Tuesday, July 23, 2013

Possible Grade Manipulation in the 2013 Lebanese Official Exams

This year, like every year, grade 9 and grade 12 students sat for an official exam that would determine how they will continue their education. And like every year, the results are published online. This year, Naharnet  published all the results with no regard to student privacy.

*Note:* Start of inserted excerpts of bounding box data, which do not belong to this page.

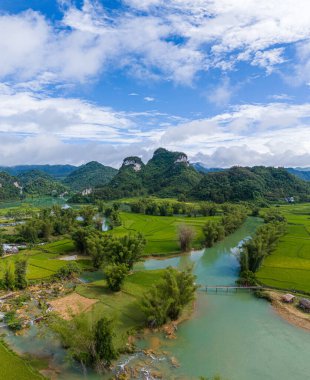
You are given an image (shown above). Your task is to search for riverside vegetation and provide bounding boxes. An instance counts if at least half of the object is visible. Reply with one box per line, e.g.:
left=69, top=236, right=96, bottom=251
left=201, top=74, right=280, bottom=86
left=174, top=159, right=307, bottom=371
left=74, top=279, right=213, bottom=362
left=0, top=149, right=310, bottom=378
left=0, top=201, right=242, bottom=378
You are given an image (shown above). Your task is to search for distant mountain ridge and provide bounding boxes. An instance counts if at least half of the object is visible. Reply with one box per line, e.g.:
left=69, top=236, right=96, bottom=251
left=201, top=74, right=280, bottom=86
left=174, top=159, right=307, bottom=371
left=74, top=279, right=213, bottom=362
left=287, top=168, right=310, bottom=181
left=17, top=170, right=68, bottom=196
left=0, top=172, right=21, bottom=201
left=0, top=165, right=77, bottom=180
left=0, top=153, right=310, bottom=202
left=95, top=148, right=201, bottom=199
left=63, top=161, right=118, bottom=191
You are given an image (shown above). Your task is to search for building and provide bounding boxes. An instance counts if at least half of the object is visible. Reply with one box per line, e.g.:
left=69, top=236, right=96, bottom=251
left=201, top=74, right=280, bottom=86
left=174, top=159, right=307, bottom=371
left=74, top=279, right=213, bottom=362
left=281, top=293, right=295, bottom=303
left=2, top=244, right=19, bottom=255
left=299, top=298, right=310, bottom=313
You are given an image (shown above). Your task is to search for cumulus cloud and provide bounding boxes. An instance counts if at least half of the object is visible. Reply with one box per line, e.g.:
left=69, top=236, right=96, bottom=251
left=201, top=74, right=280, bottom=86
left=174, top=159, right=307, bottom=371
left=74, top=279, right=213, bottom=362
left=0, top=84, right=310, bottom=167
left=160, top=103, right=310, bottom=167
left=0, top=0, right=310, bottom=84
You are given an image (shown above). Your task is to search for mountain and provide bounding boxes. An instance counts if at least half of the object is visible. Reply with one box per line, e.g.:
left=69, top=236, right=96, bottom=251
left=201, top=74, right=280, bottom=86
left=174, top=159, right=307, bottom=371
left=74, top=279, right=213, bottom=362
left=286, top=168, right=310, bottom=181
left=63, top=161, right=118, bottom=191
left=189, top=166, right=310, bottom=202
left=0, top=172, right=21, bottom=201
left=142, top=148, right=201, bottom=197
left=95, top=148, right=201, bottom=199
left=191, top=162, right=225, bottom=173
left=17, top=170, right=68, bottom=195
left=0, top=165, right=77, bottom=180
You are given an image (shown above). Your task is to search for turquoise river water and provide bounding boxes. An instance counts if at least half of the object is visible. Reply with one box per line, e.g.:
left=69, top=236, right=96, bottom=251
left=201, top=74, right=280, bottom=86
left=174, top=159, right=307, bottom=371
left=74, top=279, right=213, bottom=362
left=2, top=218, right=310, bottom=380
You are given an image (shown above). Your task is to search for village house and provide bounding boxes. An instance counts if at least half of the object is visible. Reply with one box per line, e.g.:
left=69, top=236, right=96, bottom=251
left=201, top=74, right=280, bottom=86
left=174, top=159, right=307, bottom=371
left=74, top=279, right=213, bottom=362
left=2, top=244, right=19, bottom=255
left=299, top=298, right=310, bottom=313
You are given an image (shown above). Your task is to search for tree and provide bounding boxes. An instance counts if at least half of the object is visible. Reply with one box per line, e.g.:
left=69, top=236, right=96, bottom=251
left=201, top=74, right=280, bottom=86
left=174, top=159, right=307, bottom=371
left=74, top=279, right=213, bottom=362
left=141, top=267, right=197, bottom=327
left=3, top=261, right=15, bottom=290
left=55, top=261, right=81, bottom=280
left=71, top=228, right=92, bottom=254
left=0, top=236, right=4, bottom=257
left=15, top=259, right=28, bottom=289
left=94, top=317, right=117, bottom=368
left=50, top=313, right=118, bottom=373
left=203, top=220, right=225, bottom=247
left=105, top=234, right=146, bottom=270
left=178, top=224, right=195, bottom=252
left=80, top=206, right=96, bottom=226
left=104, top=264, right=128, bottom=292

All you need to do is supply the number of the examiner and the type of exam done (SG, LS... etc), and instantly you get their name and detailed score.

So for fun, I produced a python script that uses the Mechanize library to connect to Naharnet and get the correct html form. It iterates through the student numbers and extracts the results in to a CSV file. After cleaning up for spaces and forward slashes ( /), the results were imported into Microsoft Excel for analysis. (Here is the file of you want to have a look at it.)  Look further down for the updated file.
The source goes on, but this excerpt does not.